Su condición física no era inferior a la de aquellos monstruos. Pero como habían vivido una vida pacífica durante todos estos años, carecían de experiencia en combate. Por lo tanto, no poseían mucho adiestramiento. En realidad, era muy peligroso para ellos ser trasladados a la línea del frente, ya que habían olvidado la mayor parte del entrenamiento de su época escolar. El número de bajas no fue pequeño.
Pero en ese momento, no podían retroceder. Todos comprendían que si los monstruos rompían esa línea de defensa, sería un desastre para la gente. En la oleada anterior, el número de personas que no lograron retirarse a la segunda línea de defensa fue de al menos un millón. Si la segunda línea de defensa caía, las consecuencias serían inimaginables. Las bajas, como mínimo, se duplicarían.
Chu Yunfan estaba librando la batalla más difícil de su vida. Oleadas interminables de monstruos arrasaban con todo, cubriendo el cielo y la tierra. Afortunadamente, contaba con la ayuda de Tang Siyu. Ambos eran muy hábiles y tenían un entendimiento tácito; ya habían cooperado muchas veces. Y con la ayuda de la Bestia Alada de Trueno, apenas lograban mantenerse firmes.
¡Corte!
El Sable Sin Sombra de Chu Yunfan derribó a un monstruo. Él jadeaba pesadamente y sentía todo el brazo entumecido. Por fin comprendió por qué en algunos libros de batallas antiguos constaba que incluso los expertos en artes marciales exitosos en su cultivo solo podían huir ante el ataque sorpresa de miles de soldados. Si eran rodeados, el resultado final era la muerte.
Si uno alcanzaba la Etapa Innata y abría el puente del Cielo y la Tierra, podía tomar prestado el poder del Cielo y la Tierra. Entonces, no solo su fuerza aumentaría enormemente, sino que su resistencia también mejoraría en gran medida. Solo entonces le sería posible aniquilar a todo un ejército. De lo contrario, incluso con un gran nivel de fuerza, uno acabaría muriendo de agotamiento.
Las pocas horas de lucha no se detuvieron ni un segundo. Los monstruos que oscurecían el cielo y cubrían la tierra barrían la zona continuamente. No le daban ni un segundo para recuperar el aliento.
El Sable Sin Sombra de Chu Yunfan estaba cubierto de sangre de monstruo mientras lo blandía sin cesar. En esta intensa batalla, aunque el portador pudiera aguantar, el Sable Sin Sombra no resistiría mucho más.
En una batalla de tan alta intensidad, el consumo de fuerza era mucho mayor de lo habitual. La mayoría se había retirado para reorganizarse durante las horas de combate. En medio de esta batalla, Chu Yunfan permanecía firme en su sitio, como un bastión inamovible. Sin importar la clase de monstruo que fuera, le era imposible sobrepasarlo.
Por supuesto, no había muchos monstruos poderosos en el enjambre. E incluso si aparecían, eran rápidamente aniquilados por los expertos del Ejército de la Federación. No afectaban a la línea de defensa en general.

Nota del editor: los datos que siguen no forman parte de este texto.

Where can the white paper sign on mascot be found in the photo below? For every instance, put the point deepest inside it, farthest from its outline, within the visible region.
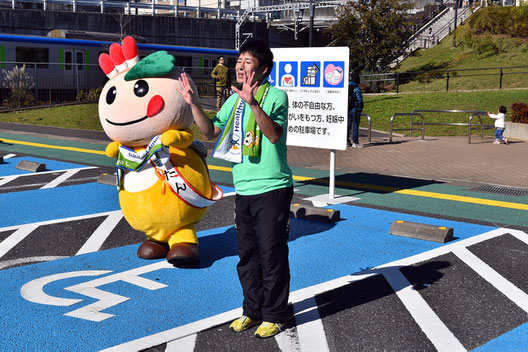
(163, 182)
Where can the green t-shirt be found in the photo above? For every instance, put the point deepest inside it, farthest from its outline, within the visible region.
(270, 171)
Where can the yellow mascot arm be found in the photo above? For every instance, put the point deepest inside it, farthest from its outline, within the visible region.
(178, 138)
(112, 149)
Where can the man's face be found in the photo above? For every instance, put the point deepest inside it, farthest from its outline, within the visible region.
(246, 64)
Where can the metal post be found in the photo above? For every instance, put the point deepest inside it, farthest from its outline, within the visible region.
(36, 84)
(310, 36)
(331, 194)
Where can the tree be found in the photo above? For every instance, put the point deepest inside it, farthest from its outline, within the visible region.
(376, 32)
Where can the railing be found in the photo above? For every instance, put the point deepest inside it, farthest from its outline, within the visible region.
(154, 7)
(399, 78)
(47, 84)
(471, 127)
(411, 128)
(370, 126)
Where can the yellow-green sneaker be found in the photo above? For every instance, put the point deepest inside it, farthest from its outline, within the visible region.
(243, 323)
(267, 329)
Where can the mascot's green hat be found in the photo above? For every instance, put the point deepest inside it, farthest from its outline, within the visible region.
(156, 64)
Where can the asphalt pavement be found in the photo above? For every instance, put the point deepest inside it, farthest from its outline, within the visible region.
(354, 286)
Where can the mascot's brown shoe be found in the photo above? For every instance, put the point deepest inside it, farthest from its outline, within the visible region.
(153, 250)
(184, 254)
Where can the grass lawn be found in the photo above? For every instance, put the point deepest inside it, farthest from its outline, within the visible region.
(514, 52)
(379, 107)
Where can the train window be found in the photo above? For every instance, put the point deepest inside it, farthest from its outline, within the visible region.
(183, 61)
(24, 54)
(68, 60)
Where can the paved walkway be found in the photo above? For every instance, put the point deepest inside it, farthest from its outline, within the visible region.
(435, 158)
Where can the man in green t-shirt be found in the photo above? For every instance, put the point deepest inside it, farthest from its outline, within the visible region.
(223, 82)
(252, 126)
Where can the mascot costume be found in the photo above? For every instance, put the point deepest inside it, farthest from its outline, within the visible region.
(163, 181)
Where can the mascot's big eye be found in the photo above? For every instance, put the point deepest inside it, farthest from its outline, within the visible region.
(110, 95)
(141, 88)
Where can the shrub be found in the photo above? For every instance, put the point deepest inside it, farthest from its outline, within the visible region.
(91, 95)
(519, 113)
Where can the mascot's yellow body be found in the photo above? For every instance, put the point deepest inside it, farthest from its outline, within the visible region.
(163, 182)
(157, 211)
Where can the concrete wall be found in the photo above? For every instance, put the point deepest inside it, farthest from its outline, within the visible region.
(156, 29)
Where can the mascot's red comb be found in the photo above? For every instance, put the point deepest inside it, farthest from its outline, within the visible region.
(120, 58)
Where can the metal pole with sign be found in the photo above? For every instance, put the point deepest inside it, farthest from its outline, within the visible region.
(316, 80)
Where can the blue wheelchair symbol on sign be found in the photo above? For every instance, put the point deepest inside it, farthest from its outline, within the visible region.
(288, 74)
(334, 74)
(272, 78)
(310, 74)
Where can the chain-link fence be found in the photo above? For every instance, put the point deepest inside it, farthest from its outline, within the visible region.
(25, 85)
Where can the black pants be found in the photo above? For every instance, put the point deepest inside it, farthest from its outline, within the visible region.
(262, 227)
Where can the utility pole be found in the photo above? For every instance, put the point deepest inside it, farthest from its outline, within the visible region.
(454, 32)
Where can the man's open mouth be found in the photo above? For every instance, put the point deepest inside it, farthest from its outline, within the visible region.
(126, 123)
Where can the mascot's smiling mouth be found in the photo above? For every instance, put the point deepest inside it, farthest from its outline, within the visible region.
(126, 123)
(155, 105)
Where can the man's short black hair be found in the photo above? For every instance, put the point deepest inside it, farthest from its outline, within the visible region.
(259, 50)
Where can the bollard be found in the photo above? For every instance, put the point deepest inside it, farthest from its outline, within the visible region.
(307, 212)
(107, 179)
(31, 166)
(420, 231)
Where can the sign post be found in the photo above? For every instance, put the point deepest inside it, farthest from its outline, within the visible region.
(316, 80)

Esos monstruos verdaderamente aterradores eran demasiado poderosos. Un solo monstruo Innato podía romper toda la línea de defensa de un solo golpe. En ese momento, ni diez Chu Yunfans serían capaces de bloquear la embestida de un monstruo Innato. Por eso, había expertos del Ejército de la Federación para encargarse de esos monstruos tan poderosos.

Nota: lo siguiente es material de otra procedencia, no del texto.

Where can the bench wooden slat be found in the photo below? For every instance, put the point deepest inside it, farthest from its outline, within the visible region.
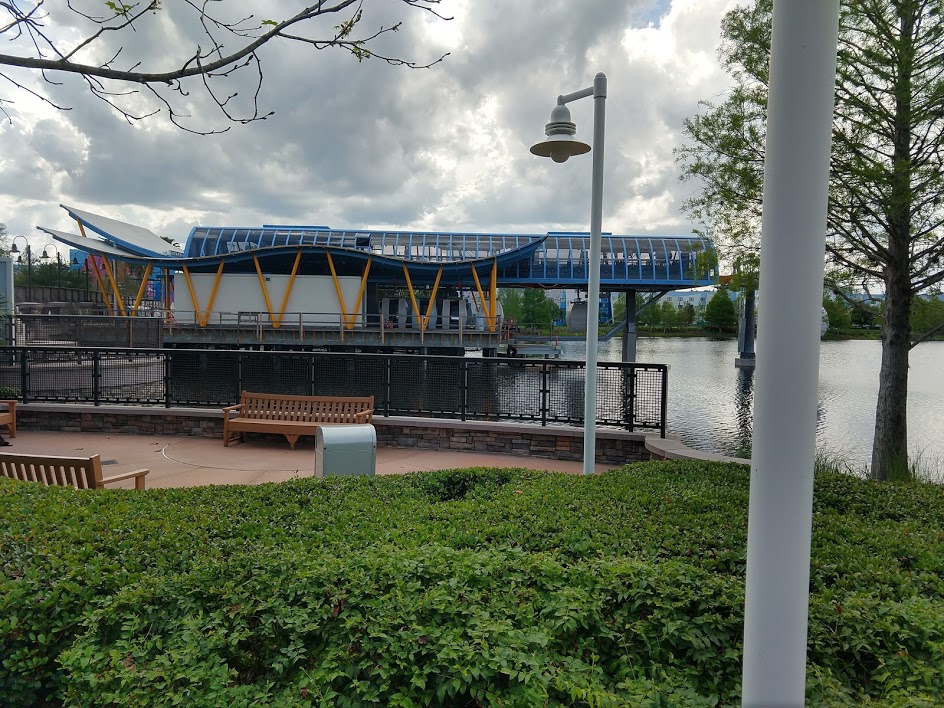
(293, 416)
(76, 472)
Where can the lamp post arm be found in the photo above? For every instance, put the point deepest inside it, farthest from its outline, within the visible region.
(567, 98)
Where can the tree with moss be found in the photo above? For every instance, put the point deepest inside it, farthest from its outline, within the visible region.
(886, 201)
(720, 313)
(94, 41)
(838, 313)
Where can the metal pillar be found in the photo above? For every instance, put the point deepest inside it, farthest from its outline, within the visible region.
(629, 328)
(796, 185)
(746, 327)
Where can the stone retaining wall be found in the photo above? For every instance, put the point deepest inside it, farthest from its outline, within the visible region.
(554, 442)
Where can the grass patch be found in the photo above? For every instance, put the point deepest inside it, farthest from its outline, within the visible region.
(460, 588)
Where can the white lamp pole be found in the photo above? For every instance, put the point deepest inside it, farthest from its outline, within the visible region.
(796, 184)
(559, 146)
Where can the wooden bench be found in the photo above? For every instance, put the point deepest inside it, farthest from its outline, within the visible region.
(8, 417)
(292, 416)
(78, 472)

En ese momento, la gente que rodeaba a Chu Yunfan ya había rotado varias veces. Muchos habían resultado heridos y tuvieron que retirarse a recuperarse. Chu Yunfan era el único que no retrocedía.
El Sable Sin Sombra de Chu Yunfan se había deformado. Simplemente arrojó el arma a un lado y empezó a luchar contra los monstruos a mano limpia.
Todos se quedaron boquiabiertos. Nunca esperaron que las técnicas de combate de Chu Yunfan fueran tan violentas. Pero pronto, sus ojos casi se salieron de sus órbitas.
Mientras ambos bandos luchaban, los monstruos salían despedidos por los puñetazos de Chu Yunfan. Y Chu Yunfan parecía no inmutarse.
Esto convirtió a Chu Yunfan en una visión asombrosa en un radio de mil metros de la línea de defensa.